Révolutionnaires authentiques et indéfectibles depuis leurs débuts, sur tous les champs de bataille de l’intime au politique, les frères devenus frère et sœur Wachowski tracent un chemin de pensée et d’action cinématographique qui prend sans cesse plus de hauteur. Et qui, ce faisant, les éloigne inexorablement d’Hollywood, de plus en plus foyer du conservatisme et de la tutelle des masses par le divertissement. La débâcle commerciale du pourtant éclatant Speed racer a contraint les Wachowski à trouver ailleurs les fonds pour Cloud Atlas, faisant de celui-ci, avec son budget de blockbuster (cent millions de dollars), le film « indépendant » le plus cher de l’histoire. L’exil en Allemagne est le fruit de l’association avec Tom Tykwer, lui aussi emballé par le roman de David Mitchell et désireux de le porter à l’écran. À la manière d’un film à sketchs, Tykwer d’un côté et les Wachowski de l’autre se sont répartis équitablement les histoires qui constituent la trame de Cloud Atlas. Mais à la grande différence d’un film à sketchs, les six segments ne sont pas présentés à la chaîne, isolément ; ils sont entremêlés du premier au dernier instant, liés entre eux jusque dans leurs racines les plus fondamentales.

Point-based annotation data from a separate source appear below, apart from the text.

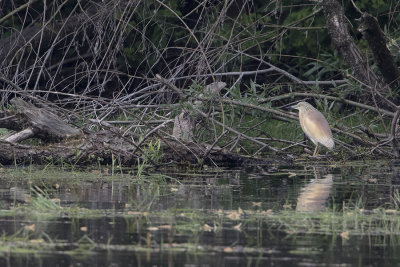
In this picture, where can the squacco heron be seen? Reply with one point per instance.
(315, 126)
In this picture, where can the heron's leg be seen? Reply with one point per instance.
(315, 150)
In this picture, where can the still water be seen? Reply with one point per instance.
(302, 215)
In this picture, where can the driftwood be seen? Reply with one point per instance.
(67, 144)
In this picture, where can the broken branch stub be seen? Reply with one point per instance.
(184, 124)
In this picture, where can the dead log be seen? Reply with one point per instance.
(40, 122)
(108, 146)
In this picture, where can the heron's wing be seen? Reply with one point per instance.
(318, 127)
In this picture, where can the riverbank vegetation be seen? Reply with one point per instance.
(207, 82)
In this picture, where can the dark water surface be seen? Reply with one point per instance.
(300, 215)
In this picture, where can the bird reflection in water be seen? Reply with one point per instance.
(314, 195)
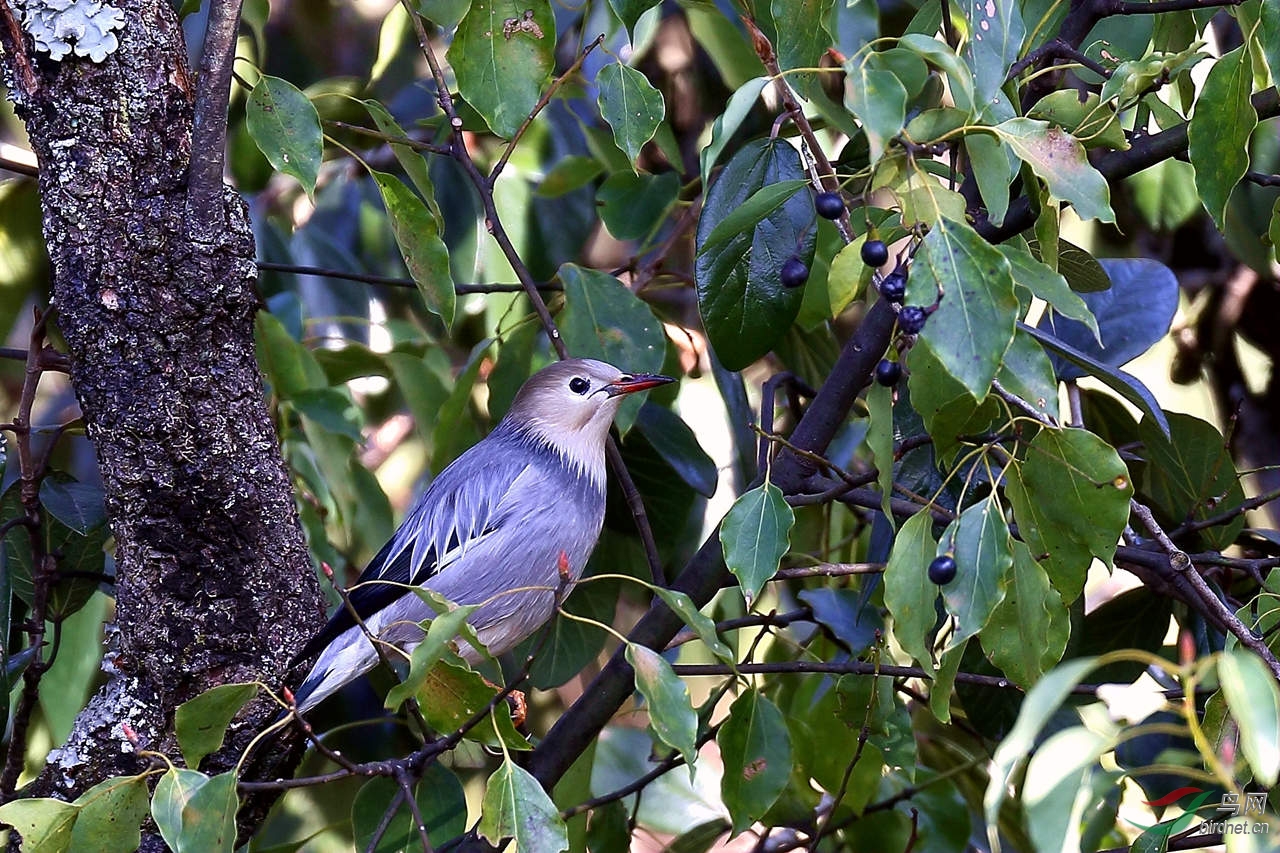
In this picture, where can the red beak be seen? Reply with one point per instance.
(632, 382)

Après un tour de chauffe où l’on passe plusieurs minutes successives dans chaque espace-temps, le temps de se familiariser avec les protagonistes, c’est le plus souvent à l’échelle de l’atome du cinéma, le plan, que les transferts d’un récit à l’autre s’opéreront. Chaque coupe est à même de nous déplacer non pas simplement dans un autre axe de caméra, ou une autre pièce, mais dans une époque et sur un continent différents. Un voilier sur les mers du Pacifique en 1849, un manoir dans la campagne anglaise en 1936, la baie de San Francisco en 1973, Londres en 2012, Néo-Séoul en 2144, et un lieu indéterminé en 2321 sont les balises entre lesquelles Cloud Atlas n’a de cesse de nous faire basculer. Le montage, clé de voûte du cinéma, s’exprime ici sous sa forme la plus fluide : aucune des dizaines (centaines ?) de transitions n’est forcée ou fabriquée. Il règne dans la marche du film une harmonie permanente que rien ne vient fendiller, même l’espace d’un instant de faiblesse. Les six récits sont véritablement fondus en un, unique, de la même manière que la musique sortant de six instruments interprétant une partition commune se mêle dans une symphonie indivisible.

Cloud Atlas invente ainsi une symphonie de cinéma, à la musicalité parfaite et entière. L’œuvre possède une unité limpide et puissante, agrémentée de variations subtiles et florissantes. La communauté de destins entre les différents groupes de héros naît de liens tissés en profondeur et non bricolés après coup à la surface rationnelle des choses. Cloud Atlas est un film avec un subconscient, particulièrement riche de surcroît, et c’est là que naissent ces attaches si fortes. On trouve parmi celles-ci les jonctions de détail que sont les transitions évoquées plus haut[1], et d’autres s’inscrivant dans le registre des impressions, des émotions. La transmission délicate de chaque récit au suivant via une œuvre d’art en fait partie, ainsi que le fait qu’à aucun moment les six contes ne sont placés en rupture les uns par rapport aux autres, par défaut ou dans une logique de contrastes faciles. Tous sont portés par la même lame de fond, ce qui concourt de manière essentielle à rendre le film si cristallin et harmonieux dans sa progression faite de va-et-vient. À un instant donné, toutes ses parties se trouvent exactement dans le même état émotionnel, dès lors multiplié par six.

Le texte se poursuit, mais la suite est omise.